No, young man, it does not make sense to me, but I know how you feel because I am four years older than you and have encountered the same situation.

I was interested to note that the federal government has canceled its contract with D.C. Blue Shield for the processing and payment of Medicare claims here. After Oct. 1, claims will be handled by another firm that will do the work cheaper.

Washington Post staff writer Jack Eisen reported recently that the cancellation will cost Blue Shield about $5 million in fees for processing about $100 million in claims each year.

I doubt very much whether the switch to a new processing firm will mean that claimants will receive a more realistic ruling on what is normal or "usual" in medical fees these days.

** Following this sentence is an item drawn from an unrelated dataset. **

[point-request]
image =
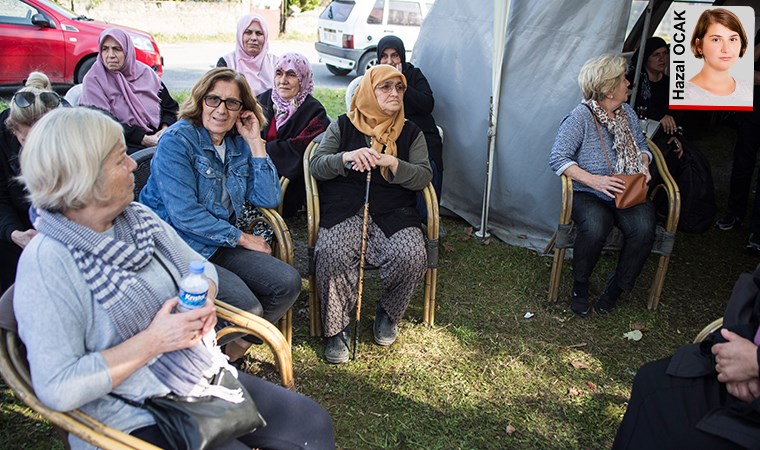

Don't get your hopes up.

It is clear that the Social Security system must begin taking in more money or paying out less.

But nobody dares suggest another increase in Social Security taxes, and there is little support on Capitol Hill for the suggestion that Social Security deficits be financed from the general fund. So you can see where that leaves us.

I agree that a "profile" formula based on ancient history is not fair, but this is a bad time to be asking for increased reimbursement.

For those who are not required to live on Social Security benefits, Medicare payments based on profiles are not a great hardship. But if I had to live on a Social Security check when I retire, I'm sure that I, too, would be asking: Is this really the most equitable way to deal with this problem?